LONDON -- Major sponsor Visa has told FIFA that it could cut ties with soccer's scandal-tarnished governing body if the credit card company is not satisfied with the reforms being implemented.

Visa vice chair Ellen Richey disclosed details of the renewed warning to FIFA while answering questions on Wednesday at a British parliamentary hearing into the soccer corruption crisis.

Richey appeared alongside executives from McDonald's, Coca-Cola and Budweiser brewer Anheuser-Busch, who stopped short of issuing the same threat over the futures of their sponsorships.

Visa has reservations about the large number of people with existing ties to FIFA who are formulating governance changes -- which could include term limits for executives and stripping presidents of some of their financial decision making. The only independent member of FIFA's reform committee is chairman Francois Carrard, with the other panel members appointed by the global soccer confederations.

"There needs to be further work on an independent advisory board," Richey said. "We have certainly also informed FIFA on multiple occasions that if we are not satisfied in that regard we will reassess our sponsorship."

Visa has sponsored FIFA since 2007 and has a contract through 2022.

Sponsors and commercial partners contributed $1.6 billion of FIFA's $5.7 billion windfall in 2011-2014, which encompassed the 2014 World Cup in Brazil.

The House of Commons culture, media and sport committee heard concerns from legislators about how sponsors' cash was being used by FIFA, given that alleged financial mismanagement is at the heart of the criminal investigations launched by American and Swiss authorities.

"We have asked (FIFA) those (expenditure) questions and we will continue to," said Peter Franklin, a director at Coca-Cola, a FIFA sponsor for more than 40 years.

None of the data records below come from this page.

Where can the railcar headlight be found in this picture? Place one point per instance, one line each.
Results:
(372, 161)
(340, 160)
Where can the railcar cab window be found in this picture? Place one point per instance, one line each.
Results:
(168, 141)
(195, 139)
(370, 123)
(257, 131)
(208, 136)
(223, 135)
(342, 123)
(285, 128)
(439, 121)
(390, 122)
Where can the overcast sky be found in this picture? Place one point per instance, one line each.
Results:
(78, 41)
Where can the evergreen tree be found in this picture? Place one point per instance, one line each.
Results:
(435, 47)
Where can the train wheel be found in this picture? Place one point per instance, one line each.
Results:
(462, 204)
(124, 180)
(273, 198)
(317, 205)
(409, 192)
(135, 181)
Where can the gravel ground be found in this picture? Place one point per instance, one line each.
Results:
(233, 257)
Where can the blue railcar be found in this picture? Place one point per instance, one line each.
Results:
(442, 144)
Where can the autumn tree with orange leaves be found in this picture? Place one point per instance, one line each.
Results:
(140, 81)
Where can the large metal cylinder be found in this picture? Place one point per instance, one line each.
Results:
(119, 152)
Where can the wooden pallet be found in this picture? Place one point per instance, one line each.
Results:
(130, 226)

"We pay our fee according to our contractual obligations and we have asked for confirmation the money was being spent appropriately," Franklin added.

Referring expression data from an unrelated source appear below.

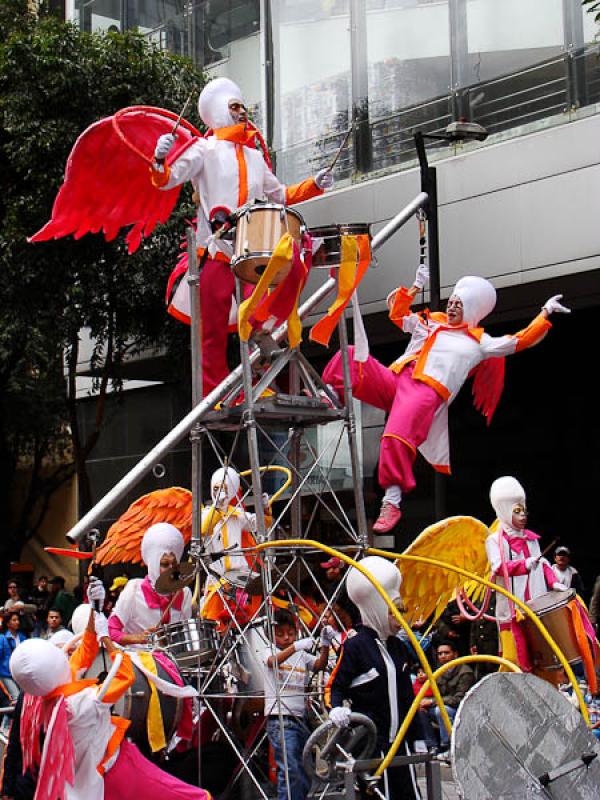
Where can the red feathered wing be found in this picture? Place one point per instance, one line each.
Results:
(58, 758)
(488, 383)
(107, 182)
(123, 543)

Visa's Richey added that "the level of transparency for the accounts within FIFA was quite inadequate."

Earlier in the hearing, English Football Association chairman Greg Dyke highlighted the role of FIFA's external auditor KPMG.

"Where has KPMG been for all these years? Quite big sums of money do not appear to have been accounted for," Dyke said.

The criminal probe involving Sepp Blatter, who is suspended from his role as FIFA president, relates to a previously-secret 2011 payment of 2 million Swiss francs (around $2 million) to UEFA President Michel Platini.

Platini claimed it was salary owing to him from his job as a FIFA adviser between 1998 and 2002, but there was no written contract.

"The first thing I would have done is sent in forensic accountants to go through the last 10 years," Dyke said. "Where has the money come from and gone?"

Dyke said the FA is to consult with lawyers over Blatter's suggestion in an interview with Russian state news agency TASS that there was an agreement in place for the 2018 World Cup to be awarded to Russia before the vote took place in 2010. England spent more than $30 million on its failed bid for the tournament.

"If (Blatter) is saying 'We wanted Russia' and it looks like he wanted that fixed before the vote, it's suggesting that it was all fixed anyway," Dyke said.

"It would be very nice to get taxpayers' money back."